I'm not saying any of this because I'm gay. I'm married with four kids. I'm saying this because I have had, and continue to have, very good friends in the gay community. I support the gay community for the same reasons that I originally supported the African-American community: because to do otherwise would be to turn my back on my friends. It would be emphasizing group identity over individuals. It would be...wrong. I support the gay community for the same reasons that I support women's equality. Not because I myself would gain any new rights or protections, but because I believe that the same rights that I enjoy should be extended to everyone in America, regardless of race, color, creed, religion, sex or sexuality. That's what "all men are created equal" means to me.

For me, at least, the modern struggle for civil rights has to encompass everyone who has been denied their rights and their equality because of status, because of who they are instead of what they do or do not do. This is a fight against limitations on mobility, against the idea that if you are born as one kind of person you have a certain "place" in society, that you shouldn't "get uppity" or try to inject yourself into the realms of high politics and finance because of some accident of birth. It's a fight against the notion that you have to give up who you are in order to join the mainstream, rather than behaving in a manner consistent with the mainstream while still retaining awareness of and pride in yourself. A fight against the notion that any of us can be reduced to some asinine label: the black guy, the angry feminist, the queer. All of us are more than that, both individually and collectively.

It's about equality of opportunity, not equality of outcome. There's no such equality within the white community: some prosper, while many, many more fall into the lower ranks of socioeconomy. So racial equality and gender equality won't mean that every black man becomes a CEO, or every woman becomes governor or president.
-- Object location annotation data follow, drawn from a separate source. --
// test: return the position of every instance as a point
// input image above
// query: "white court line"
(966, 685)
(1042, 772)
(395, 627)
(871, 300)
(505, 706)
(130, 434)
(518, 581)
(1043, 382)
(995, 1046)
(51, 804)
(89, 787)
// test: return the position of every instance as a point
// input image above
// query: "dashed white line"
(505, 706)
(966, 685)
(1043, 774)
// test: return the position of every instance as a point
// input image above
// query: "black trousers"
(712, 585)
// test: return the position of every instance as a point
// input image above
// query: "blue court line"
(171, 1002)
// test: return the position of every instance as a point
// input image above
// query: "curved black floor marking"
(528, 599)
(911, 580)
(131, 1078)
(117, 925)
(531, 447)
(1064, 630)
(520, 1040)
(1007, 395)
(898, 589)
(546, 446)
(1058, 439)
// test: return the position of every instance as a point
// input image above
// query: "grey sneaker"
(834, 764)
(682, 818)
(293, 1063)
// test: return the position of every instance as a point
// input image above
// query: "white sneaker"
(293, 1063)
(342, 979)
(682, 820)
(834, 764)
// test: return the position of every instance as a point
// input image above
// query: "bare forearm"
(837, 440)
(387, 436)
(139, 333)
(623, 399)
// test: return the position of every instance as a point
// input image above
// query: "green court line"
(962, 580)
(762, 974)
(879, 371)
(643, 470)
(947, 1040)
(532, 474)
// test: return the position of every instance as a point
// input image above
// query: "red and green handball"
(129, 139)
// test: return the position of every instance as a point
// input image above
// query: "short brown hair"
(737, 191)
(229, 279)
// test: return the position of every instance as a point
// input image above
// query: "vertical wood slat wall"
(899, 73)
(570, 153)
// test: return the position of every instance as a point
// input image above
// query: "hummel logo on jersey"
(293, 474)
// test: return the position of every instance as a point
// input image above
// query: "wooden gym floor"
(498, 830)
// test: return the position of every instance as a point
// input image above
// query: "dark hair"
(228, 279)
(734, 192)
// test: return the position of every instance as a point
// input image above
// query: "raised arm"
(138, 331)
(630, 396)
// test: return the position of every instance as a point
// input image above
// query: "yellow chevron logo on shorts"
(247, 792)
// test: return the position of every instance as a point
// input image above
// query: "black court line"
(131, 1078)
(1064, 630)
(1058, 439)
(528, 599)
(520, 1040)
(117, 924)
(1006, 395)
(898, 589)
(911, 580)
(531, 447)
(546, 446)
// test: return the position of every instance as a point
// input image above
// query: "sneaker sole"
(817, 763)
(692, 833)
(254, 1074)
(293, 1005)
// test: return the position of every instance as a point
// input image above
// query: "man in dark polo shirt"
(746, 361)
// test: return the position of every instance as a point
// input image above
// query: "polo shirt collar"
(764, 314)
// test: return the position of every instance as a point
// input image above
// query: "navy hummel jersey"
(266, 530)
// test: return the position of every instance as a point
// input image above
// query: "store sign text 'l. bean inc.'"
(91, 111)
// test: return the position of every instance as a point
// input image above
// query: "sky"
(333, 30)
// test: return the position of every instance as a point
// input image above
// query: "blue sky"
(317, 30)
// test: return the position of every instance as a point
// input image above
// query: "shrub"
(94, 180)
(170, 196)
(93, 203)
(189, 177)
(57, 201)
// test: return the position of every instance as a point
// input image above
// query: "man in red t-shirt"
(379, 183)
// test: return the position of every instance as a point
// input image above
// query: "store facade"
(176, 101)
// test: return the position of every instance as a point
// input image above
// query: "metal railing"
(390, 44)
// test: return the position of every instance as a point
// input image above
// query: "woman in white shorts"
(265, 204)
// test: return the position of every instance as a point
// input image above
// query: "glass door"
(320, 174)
It means that those goals won't be sealed off to anyone because they're black, or because they're a woman, or because they're gay.

Those goals have not been achieved yet, so the struggle must go on. We've made great progress, but the Promised Land has not been reached, not yet. So the struggle must go on. But it is a struggle that can be won, and is being won day by day. And victory won't mean victory for African Americans, victory for other minorities, victory for women or victory for gays. It will be victory for America itself, because it will mean that, at long last, the promise of America's founding documents has been fulfilled.

1 comment:

Mari-Djata said...

People like to think that the Civil Rights Era was a black thing, but it wasn't. Asians and gays were both heavily integrated in the fight for Civil Rights. Asians helped found the Black Panther and one of MLKJ's closest friend and mentor was a homosexual man (Banyard Rustan). All types of folk were just fed up with injustices... not jus black peple.